What is the future of carbon markets?

It has been determined that at least 90% of carbon credits do not meet the methodological criteria to be considered reliable. What does the future look like for these?

It has been determined that at least 90% of carbon credits do not meet the methodological criteria to be considered reliable. What does the future look like for these?

This weekend I was watching a debate at Oxford University on the future of carbon credits, in the face of the reputational crisis in which this market finds itself, as it has been found that most of the bonds do not meet the methodological criteria to be considered reliable, more than 90%.

Currently more than 95% of credits come from avoided emissions, not directly from removals.
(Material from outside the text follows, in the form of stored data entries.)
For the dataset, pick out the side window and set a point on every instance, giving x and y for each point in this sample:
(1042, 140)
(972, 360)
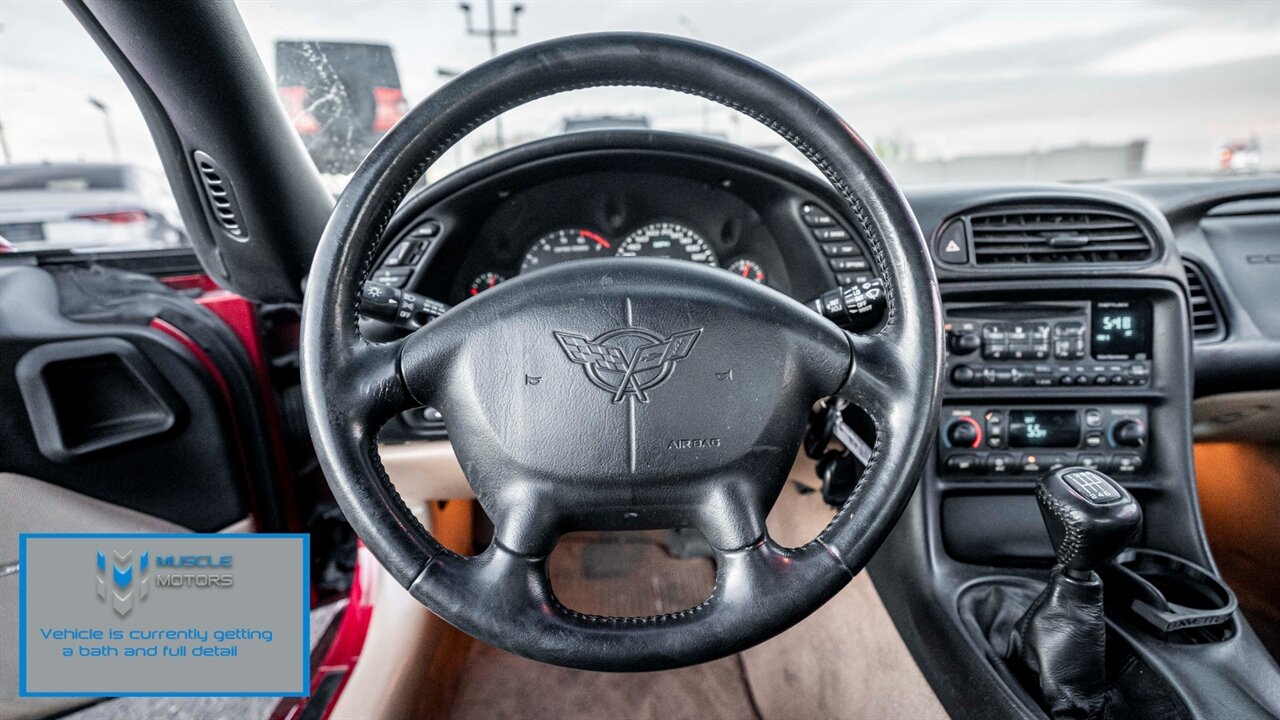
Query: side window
(80, 171)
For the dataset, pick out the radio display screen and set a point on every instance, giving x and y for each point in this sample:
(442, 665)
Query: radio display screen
(1043, 428)
(1121, 331)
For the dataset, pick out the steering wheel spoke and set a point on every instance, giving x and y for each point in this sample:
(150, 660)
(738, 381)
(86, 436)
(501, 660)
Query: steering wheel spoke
(369, 383)
(880, 373)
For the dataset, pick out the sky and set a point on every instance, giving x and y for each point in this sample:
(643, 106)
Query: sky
(942, 78)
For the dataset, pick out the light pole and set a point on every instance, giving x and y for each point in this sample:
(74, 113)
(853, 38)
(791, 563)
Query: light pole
(110, 127)
(493, 32)
(4, 141)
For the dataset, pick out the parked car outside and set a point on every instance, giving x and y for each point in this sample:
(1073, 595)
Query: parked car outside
(86, 206)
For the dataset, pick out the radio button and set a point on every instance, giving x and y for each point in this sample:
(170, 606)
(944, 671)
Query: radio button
(1000, 464)
(1095, 461)
(963, 376)
(1125, 463)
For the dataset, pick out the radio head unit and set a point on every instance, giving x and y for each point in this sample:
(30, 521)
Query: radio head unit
(1101, 342)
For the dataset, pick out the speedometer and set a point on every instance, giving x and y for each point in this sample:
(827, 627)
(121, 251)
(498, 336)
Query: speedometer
(558, 246)
(667, 240)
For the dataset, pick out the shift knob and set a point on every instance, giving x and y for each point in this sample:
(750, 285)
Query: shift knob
(1089, 516)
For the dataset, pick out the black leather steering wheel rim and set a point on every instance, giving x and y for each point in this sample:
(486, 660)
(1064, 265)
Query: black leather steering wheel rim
(352, 386)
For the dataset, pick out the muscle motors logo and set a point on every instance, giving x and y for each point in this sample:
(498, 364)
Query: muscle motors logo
(627, 361)
(120, 580)
(124, 579)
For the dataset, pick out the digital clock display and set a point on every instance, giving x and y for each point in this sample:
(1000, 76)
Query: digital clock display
(1121, 331)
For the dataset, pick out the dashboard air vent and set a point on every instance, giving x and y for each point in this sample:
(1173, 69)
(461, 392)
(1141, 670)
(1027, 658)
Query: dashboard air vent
(222, 197)
(1206, 315)
(1028, 235)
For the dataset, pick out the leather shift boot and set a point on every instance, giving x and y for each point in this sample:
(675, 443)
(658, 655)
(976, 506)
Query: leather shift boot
(1061, 639)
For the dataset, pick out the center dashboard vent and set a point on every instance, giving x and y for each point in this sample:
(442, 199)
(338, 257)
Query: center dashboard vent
(1207, 322)
(1074, 235)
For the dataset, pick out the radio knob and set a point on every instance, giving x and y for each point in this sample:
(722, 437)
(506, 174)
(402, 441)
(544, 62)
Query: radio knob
(963, 432)
(1128, 433)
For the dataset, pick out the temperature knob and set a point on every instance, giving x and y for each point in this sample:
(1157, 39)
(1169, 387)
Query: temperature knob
(963, 432)
(1128, 433)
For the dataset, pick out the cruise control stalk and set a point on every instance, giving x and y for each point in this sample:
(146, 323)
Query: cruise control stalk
(854, 308)
(407, 310)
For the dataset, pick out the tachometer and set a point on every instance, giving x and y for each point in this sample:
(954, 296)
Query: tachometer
(748, 268)
(483, 282)
(568, 244)
(667, 240)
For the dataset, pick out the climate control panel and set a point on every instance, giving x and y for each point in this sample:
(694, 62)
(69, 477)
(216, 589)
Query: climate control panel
(1027, 440)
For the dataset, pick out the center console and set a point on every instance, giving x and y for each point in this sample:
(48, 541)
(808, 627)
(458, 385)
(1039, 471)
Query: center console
(1052, 367)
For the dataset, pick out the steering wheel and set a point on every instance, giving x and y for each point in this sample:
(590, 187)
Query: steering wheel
(622, 393)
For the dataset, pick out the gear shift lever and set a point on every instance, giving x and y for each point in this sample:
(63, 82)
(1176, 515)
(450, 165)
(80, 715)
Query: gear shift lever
(1061, 637)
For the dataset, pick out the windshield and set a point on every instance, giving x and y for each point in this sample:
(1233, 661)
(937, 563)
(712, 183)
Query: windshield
(944, 91)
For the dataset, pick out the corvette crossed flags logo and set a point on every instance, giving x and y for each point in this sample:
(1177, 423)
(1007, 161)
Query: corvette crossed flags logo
(627, 361)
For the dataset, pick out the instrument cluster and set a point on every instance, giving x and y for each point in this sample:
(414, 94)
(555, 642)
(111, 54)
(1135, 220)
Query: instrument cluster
(667, 240)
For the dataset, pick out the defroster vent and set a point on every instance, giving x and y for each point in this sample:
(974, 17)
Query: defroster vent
(1207, 322)
(222, 199)
(1074, 235)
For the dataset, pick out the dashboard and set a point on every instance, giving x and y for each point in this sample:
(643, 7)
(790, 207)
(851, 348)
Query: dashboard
(1084, 324)
(1061, 292)
(583, 203)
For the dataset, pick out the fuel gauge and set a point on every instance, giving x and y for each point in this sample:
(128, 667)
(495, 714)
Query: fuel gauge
(748, 268)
Removals mean that there is a sequestration of carbon that was previously in the atmosphere, while avoided emissions credits are for the cessation of activities that could generate new carbon in the atmosphere.

To balance the emissions of our productive system, it is imperative that more and more removals are made, as these are the ones that really capture new carbon in the atmosphere. The imperative need for the carbon market to move from avoided emissions to removals is evident to all those who have paid attention to the accounts on how to reach the net zero sought by the Paris Agreement, to achieve a livable world.

Now, what would it mean to cultivate a removals-based and reliable carbon market? It is argued that this means that for that we would have to move to heavy industrial technologies to achieve it, such as air carbon capture and factory carbon capture and storage, as the storage of these is considered to have much greater permanence. This is a harsh criticism of the carbon market as it has been known so far, which is based on nature-based solutions.

The argument is: for a carbon credit to truly offset an emission, it would need to remain in the atmosphere for thousands of years, which is impossible to ensure through nature-based solutions. This puts the countries of the global south, especially those of us who consider the services of our nature as a potential source of capital, in a tricky situation.

Scientific and technical knowledge, as well as the main investments in the field of permanent removals are being made from the most industrialized countries of the global north. Thus, just as companies from industrialized countries have dominated the international trade scenario, if the academic community's recommendations on shifting to long-term removals are followed, it seems that the beneficiaries may once again be these same countries, further contributing to the North/South divide.

The countries of the South will increasingly have to focus on the other services provided by our nature and not only the carbon captured. I recommend that we move away from overly ideological positions on the morality of carbon credits to demand that cutting-edge carbon capture technologies do not deepen the world's current inequalities and that we too have access to them.